History:
The ocreations story
Founded in 2007, ocreations, LLC is a boutique agency and classic design studio with an award-winning team of creative experts. We help our clients build their business and their brand with timeless and transformative design.
19 Bedford Square
Over the past ten years, ocreations has continued to grow and evolve. In 2016, Shawn and Emilia O’Mara formed oprop LLC, a property company and purchased 19 Bedford Square, also known as South 12th Street in Pittsburgh’s historic South Side Flats neighborhood.
The building’s previous owners, Marco and Paula Cardamorve, sold it to Shawn and Emilia, but not without several warnings since the building needed a complete renovation and extensive repairs. The Cardamorve’s owned the building since 1988. “For some reason, that didn’t matter to me. I was so drawn to the building. It called to me, just like it had done so for Marco many years ago,” explained Shawn.

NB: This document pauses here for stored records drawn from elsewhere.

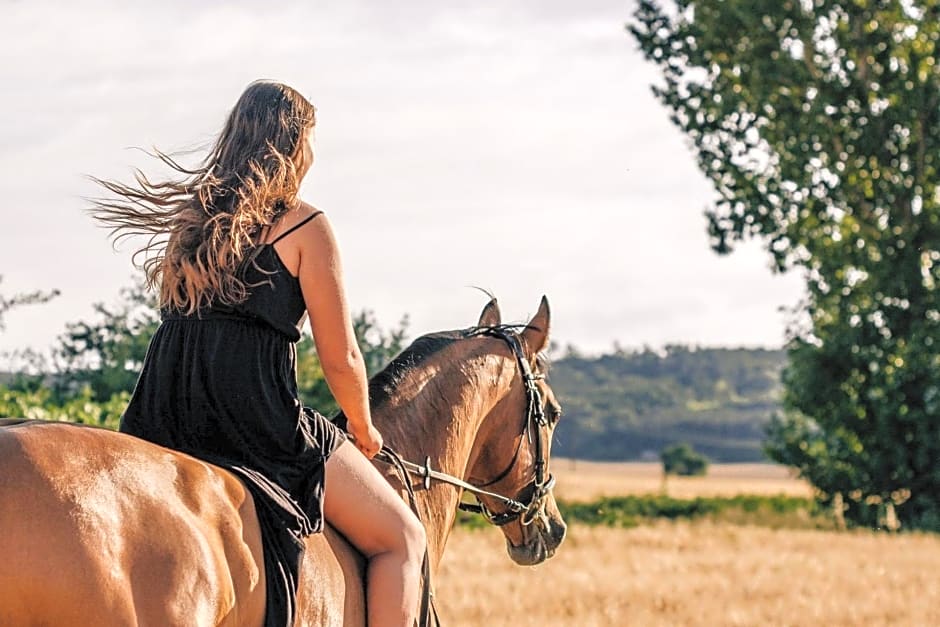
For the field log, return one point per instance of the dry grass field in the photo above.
(695, 574)
(698, 573)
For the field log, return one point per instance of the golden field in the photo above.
(698, 573)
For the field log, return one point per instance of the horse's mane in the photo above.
(382, 385)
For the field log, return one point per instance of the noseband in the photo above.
(536, 431)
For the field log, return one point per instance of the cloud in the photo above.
(514, 146)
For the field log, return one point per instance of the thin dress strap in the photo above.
(294, 228)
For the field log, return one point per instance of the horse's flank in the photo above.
(100, 528)
(98, 541)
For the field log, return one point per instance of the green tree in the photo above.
(818, 123)
(17, 300)
(107, 353)
(682, 459)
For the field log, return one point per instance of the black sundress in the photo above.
(222, 386)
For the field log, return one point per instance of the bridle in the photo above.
(535, 421)
(515, 509)
(537, 431)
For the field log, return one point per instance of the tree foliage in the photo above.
(31, 298)
(681, 459)
(106, 354)
(818, 123)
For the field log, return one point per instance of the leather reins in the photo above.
(515, 509)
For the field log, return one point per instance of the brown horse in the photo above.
(100, 528)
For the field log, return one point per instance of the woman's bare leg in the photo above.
(360, 504)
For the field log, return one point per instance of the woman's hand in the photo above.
(367, 440)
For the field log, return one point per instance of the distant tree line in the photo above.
(818, 124)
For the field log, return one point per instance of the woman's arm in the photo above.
(321, 281)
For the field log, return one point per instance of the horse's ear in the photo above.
(536, 332)
(490, 316)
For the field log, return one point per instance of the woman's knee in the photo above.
(414, 538)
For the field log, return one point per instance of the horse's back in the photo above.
(100, 528)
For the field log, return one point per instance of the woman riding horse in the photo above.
(239, 260)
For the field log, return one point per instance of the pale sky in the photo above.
(514, 146)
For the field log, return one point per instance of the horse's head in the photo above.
(511, 456)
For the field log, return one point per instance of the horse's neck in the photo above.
(439, 415)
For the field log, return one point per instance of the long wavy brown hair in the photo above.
(204, 226)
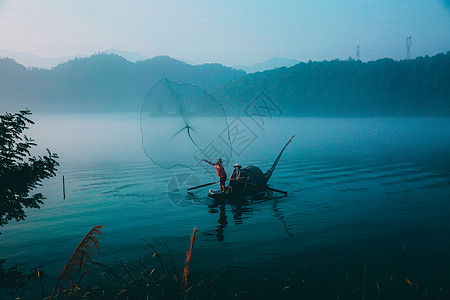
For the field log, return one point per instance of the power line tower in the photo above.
(408, 47)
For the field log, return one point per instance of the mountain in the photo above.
(128, 55)
(99, 83)
(273, 63)
(34, 61)
(348, 88)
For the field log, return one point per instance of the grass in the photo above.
(156, 276)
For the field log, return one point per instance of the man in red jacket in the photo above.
(221, 172)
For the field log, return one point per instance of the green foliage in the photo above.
(20, 172)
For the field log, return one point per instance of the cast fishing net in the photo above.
(181, 124)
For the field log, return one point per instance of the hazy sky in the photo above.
(229, 32)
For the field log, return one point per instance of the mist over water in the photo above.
(357, 190)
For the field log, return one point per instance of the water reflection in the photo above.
(16, 282)
(243, 208)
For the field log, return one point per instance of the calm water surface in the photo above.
(358, 190)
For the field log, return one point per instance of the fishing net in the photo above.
(181, 124)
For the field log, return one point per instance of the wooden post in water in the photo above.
(64, 188)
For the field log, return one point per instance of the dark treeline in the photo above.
(350, 88)
(100, 83)
(109, 83)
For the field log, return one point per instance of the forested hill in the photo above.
(349, 88)
(109, 83)
(100, 83)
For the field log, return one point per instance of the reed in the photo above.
(188, 263)
(83, 253)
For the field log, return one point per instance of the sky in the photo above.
(233, 32)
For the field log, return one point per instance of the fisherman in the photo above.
(221, 172)
(235, 177)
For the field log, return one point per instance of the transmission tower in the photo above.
(408, 47)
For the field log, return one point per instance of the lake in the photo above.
(359, 190)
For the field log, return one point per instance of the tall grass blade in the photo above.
(82, 252)
(188, 263)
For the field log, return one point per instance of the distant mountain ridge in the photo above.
(349, 88)
(111, 83)
(30, 60)
(273, 63)
(99, 83)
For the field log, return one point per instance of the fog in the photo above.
(120, 137)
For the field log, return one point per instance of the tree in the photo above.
(20, 172)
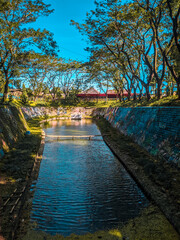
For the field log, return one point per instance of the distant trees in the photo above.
(17, 43)
(140, 38)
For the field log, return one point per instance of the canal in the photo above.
(82, 187)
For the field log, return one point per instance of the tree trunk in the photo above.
(6, 88)
(159, 90)
(147, 93)
(134, 97)
(178, 90)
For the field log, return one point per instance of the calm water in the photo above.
(82, 187)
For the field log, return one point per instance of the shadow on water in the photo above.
(83, 188)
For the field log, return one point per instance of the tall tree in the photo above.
(17, 42)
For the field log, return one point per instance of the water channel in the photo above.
(82, 187)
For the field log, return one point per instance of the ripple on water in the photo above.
(82, 187)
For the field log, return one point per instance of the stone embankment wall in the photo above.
(157, 129)
(12, 127)
(30, 112)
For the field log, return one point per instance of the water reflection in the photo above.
(82, 187)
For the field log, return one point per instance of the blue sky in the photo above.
(70, 41)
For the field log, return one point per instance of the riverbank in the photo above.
(159, 180)
(16, 169)
(148, 172)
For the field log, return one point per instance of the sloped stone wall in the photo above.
(12, 127)
(157, 129)
(31, 112)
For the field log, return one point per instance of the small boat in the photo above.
(76, 116)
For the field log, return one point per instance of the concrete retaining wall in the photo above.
(157, 129)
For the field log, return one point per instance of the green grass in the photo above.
(16, 166)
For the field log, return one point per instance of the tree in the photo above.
(17, 42)
(138, 37)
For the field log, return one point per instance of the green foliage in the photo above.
(24, 98)
(16, 40)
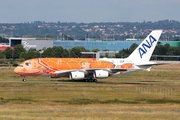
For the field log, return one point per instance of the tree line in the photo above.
(19, 52)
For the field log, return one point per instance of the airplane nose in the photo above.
(16, 70)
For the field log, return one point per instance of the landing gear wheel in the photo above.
(24, 79)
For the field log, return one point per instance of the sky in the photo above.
(88, 11)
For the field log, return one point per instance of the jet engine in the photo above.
(76, 75)
(101, 74)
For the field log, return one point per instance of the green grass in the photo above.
(155, 94)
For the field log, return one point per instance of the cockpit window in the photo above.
(27, 63)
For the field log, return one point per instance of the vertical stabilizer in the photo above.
(144, 51)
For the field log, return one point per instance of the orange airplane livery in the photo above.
(90, 69)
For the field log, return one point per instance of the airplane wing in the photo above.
(87, 71)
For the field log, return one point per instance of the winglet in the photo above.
(144, 51)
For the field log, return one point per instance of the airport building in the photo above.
(115, 46)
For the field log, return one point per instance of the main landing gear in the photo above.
(24, 79)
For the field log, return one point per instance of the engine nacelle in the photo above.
(76, 75)
(101, 74)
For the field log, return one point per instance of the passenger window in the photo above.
(27, 63)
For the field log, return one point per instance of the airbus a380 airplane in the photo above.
(91, 68)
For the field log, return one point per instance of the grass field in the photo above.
(143, 95)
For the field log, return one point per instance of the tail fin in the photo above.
(144, 51)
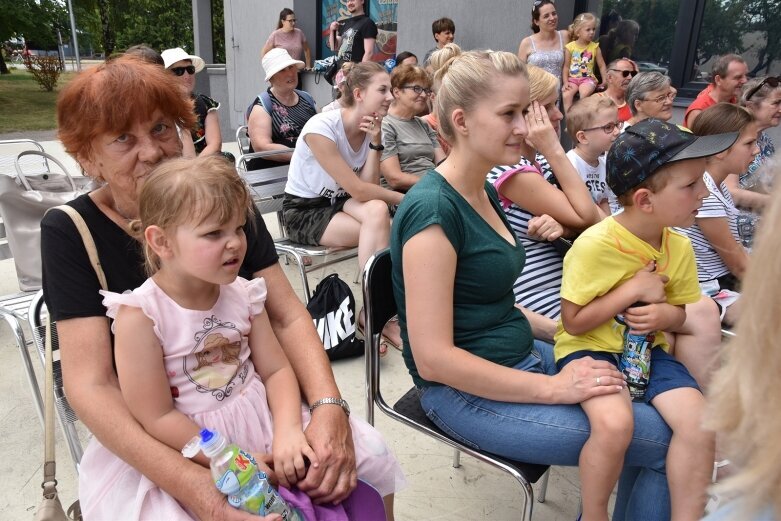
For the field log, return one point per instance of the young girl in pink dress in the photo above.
(194, 349)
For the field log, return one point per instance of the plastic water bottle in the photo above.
(635, 360)
(236, 474)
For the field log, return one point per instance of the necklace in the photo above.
(288, 100)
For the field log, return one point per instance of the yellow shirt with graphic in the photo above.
(606, 256)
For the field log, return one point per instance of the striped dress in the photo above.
(538, 286)
(718, 204)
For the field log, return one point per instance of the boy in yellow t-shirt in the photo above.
(656, 171)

Records indicate that Lydia Appleton commissioned construction of 19 and 20 Bedford Square, a residential building, in 1838. Nestled just one block from East Carson Street, 19 Bedford Square is also adjacent to the historic South Side Market Building, which once served as a farmer’s market, butchery, store and bustling meeting place for the Polish, Ukrainians, Italians, Germans, Serbians, Croatians, Slovaks, Lithuanians, Russians, Irish and others who immigrated to Pittsburgh’s South Side.
Originally built in 1893, and then rebuilt in 1915 due to a fire, the South Side Market Building is listed on the National Register of Historic Places, and is one of the last two remaining 19th-century market houses in Pittsburgh. During the late 1800s and early 1900s, the historic Bedford Square was a thriving residential area and business hub, with a grocer and dry goods merchant, two shoe makers, a tavern, cabinet maker, tailor, hatter, doctor, feed store, millinery store and a confectioner.

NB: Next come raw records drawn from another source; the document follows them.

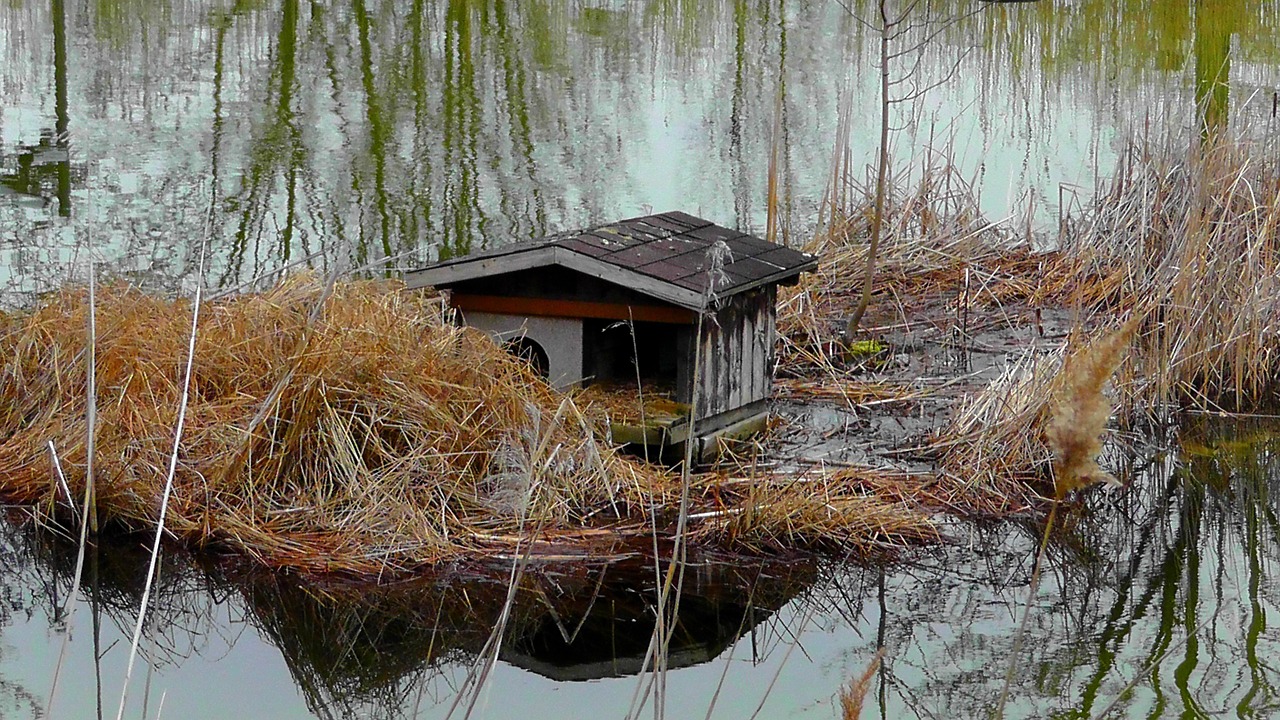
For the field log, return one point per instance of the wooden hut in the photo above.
(684, 305)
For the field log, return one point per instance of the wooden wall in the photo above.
(736, 352)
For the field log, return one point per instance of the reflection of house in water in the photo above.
(40, 171)
(608, 634)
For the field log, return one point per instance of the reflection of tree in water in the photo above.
(1165, 583)
(392, 651)
(388, 651)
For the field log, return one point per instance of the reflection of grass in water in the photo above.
(1219, 501)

Members of the Appleton family owned the building until 1859, until they sold it to Dr. Paul Liscomb, who lived and practiced medicine at 20 Bedford Square during the Civil War. In 1893, Liscomb sold the building to Valentine Ganter, who immediately converted the double house into a saloon and hotel, which he operated until 1911. This conversion to commercial use included the addition of the ornate pressed metals walls and ceilings of the first floor.

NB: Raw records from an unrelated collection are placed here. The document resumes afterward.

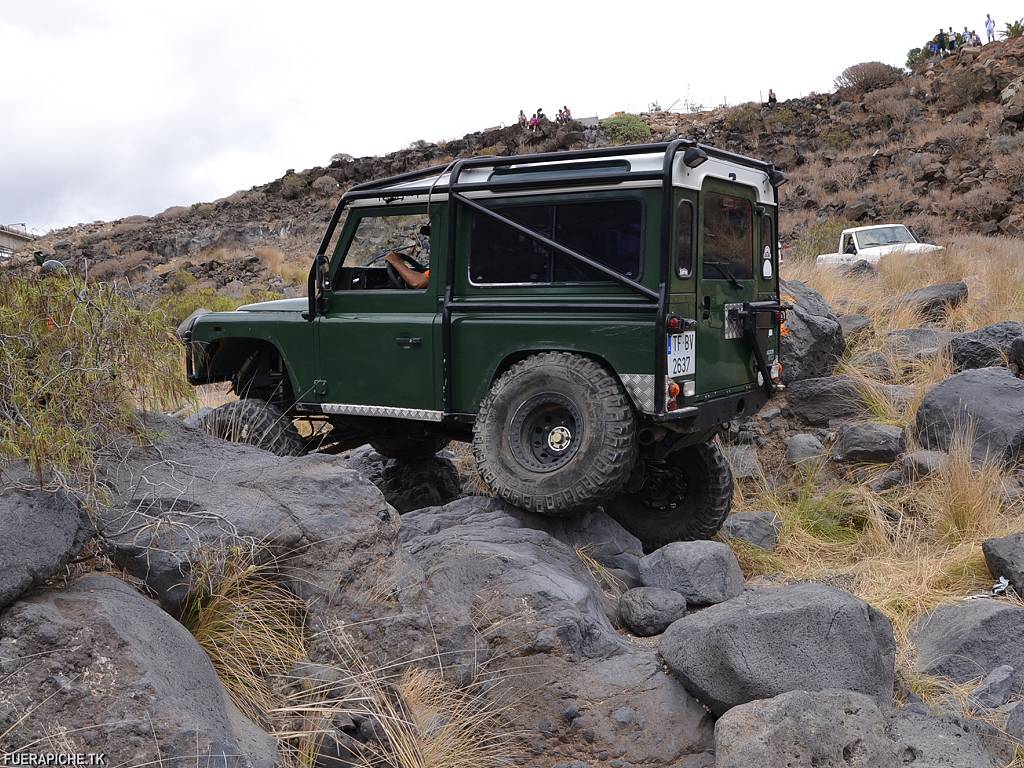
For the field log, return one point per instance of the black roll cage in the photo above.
(657, 301)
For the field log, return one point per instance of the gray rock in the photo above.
(40, 531)
(1006, 558)
(927, 741)
(705, 572)
(506, 585)
(758, 528)
(933, 301)
(999, 686)
(989, 346)
(773, 640)
(854, 326)
(743, 461)
(648, 610)
(989, 400)
(814, 343)
(128, 666)
(804, 448)
(868, 442)
(1015, 722)
(409, 484)
(967, 640)
(823, 729)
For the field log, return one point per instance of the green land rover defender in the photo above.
(588, 320)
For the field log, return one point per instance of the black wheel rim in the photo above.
(664, 486)
(546, 432)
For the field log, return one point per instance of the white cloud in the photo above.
(120, 108)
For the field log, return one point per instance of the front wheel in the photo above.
(255, 423)
(685, 496)
(555, 433)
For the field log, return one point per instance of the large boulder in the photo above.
(967, 640)
(986, 347)
(40, 531)
(868, 442)
(704, 572)
(649, 610)
(988, 401)
(190, 493)
(773, 640)
(824, 729)
(121, 677)
(409, 484)
(933, 302)
(1006, 558)
(814, 342)
(509, 588)
(759, 529)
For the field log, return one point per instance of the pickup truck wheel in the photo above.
(686, 496)
(255, 423)
(555, 433)
(408, 448)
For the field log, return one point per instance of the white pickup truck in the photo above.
(871, 243)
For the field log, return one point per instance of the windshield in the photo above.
(885, 236)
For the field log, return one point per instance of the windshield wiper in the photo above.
(725, 273)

In the early 1930s, the building at 19-20 Bedford Square was converted to its longtime use as fresh poultry store. Customers selected a live chicken and watched as it was slaughtered onsite. For nearly half a century, three generations of family members owned and operated Seebacher’s Poultry until the business closed in 1986, hence the building’s nickname, the “Chicken Shack.”
The building was then vacant for 30 years until ocreations purchased it in 2016. However, during the late 1980s, 19 Bedford Square was the setting for the 1988 American movie, Dominick and Eugene, which starred: Ray Liotta, Tom Hulce and Jamie Lee Curtis. The building and the historic square were the perfect location to film the movie, a drama based in Pittsburgh about twin brothers with a complicated relationship. In 2006, the movie 10th and Wolf, a film about the Philadelphia Mafia, used the building and Bedford Square as a backdrop in select scenes. And in 2016, Jesse Mader, vice president of ocreations, used the interior of the building for a music video and for his cinematic wedding video.
Today, the historic Bedford Square is still a happening place. We’re proud to share the neighborhood with the following businesses: Club Café, Howard Hanna, Bloom’s Cigar Shop, Attwood Goldsmiths, Hair on Bedford Square, The Market House, WYEP/WESA and several others.
Since its earliest days, 19 and 20 Bedford Square have clearly been a gathering place for people in the community to connect, a place to do business and a place for the arts. Now it’s a perfect fit and the new home for ocreations, and the best destination for timeless and transformative design.